Manuel Valls se retrouve promu, donc, à la surveillance de ces confettis d’empire dont la métropole vante le folklore pour mieux en ignorer les difficultés structurelles. Le voici affublé d’un maroquin devenu secondaire, dans l’espoir probable de redorer son blason terne et de faire oublier son exil politique manqué. Peut-être y voit-il un tremplin pour regagner un semblant de crédibilité ; peut-être s’agit-il, à l’inverse, d’un enterrement de carrière déguisé.
Dans tous les cas, cette nomination renforce la sensation que la République, dans sa grande mansuétude, se contente d’offrir les Outre-mers en pâture à des figures de second rang. Comme si l’avenir de ces territoires se satisferait de la figuration d’un Valls, passé du statut de prétendant à l’Élysée à celui de « sous-ministre » subalterne. Aussi, la partition qui se joue laisse un goût amer : au moment où les Outre-mers ont besoin d’une voix forte et attentive à leurs réalités, ils héritent d’une figure comme symbole d’une gauche désavouée, placée là pour boucher les trous d’un gouvernement en mal d’assise car sur un siège éjectable politique avec une motion de censure qui leur pend au nez.

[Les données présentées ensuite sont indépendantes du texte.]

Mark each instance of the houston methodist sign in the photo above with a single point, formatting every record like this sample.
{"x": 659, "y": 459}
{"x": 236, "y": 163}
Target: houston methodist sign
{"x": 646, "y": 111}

En raison de quoi, ce jeu de chaises musicales orchestré par Bayrou, reflète une conception jacobine du pouvoir : on recase, on saupoudre, on s’en remet aux réseaux d’un centre bourgeois, ronronnant, gardien zélé des privilèges d’une élite moins républicaine que jamais. Les Outre-mers, pourtant riches d’une diversité et d’une histoire fortes, se retrouvent encore et toujours relégués au second plan, sous l’œil condescendant d’une métropole confortablement installée dans la perpétuation de ses privilèges.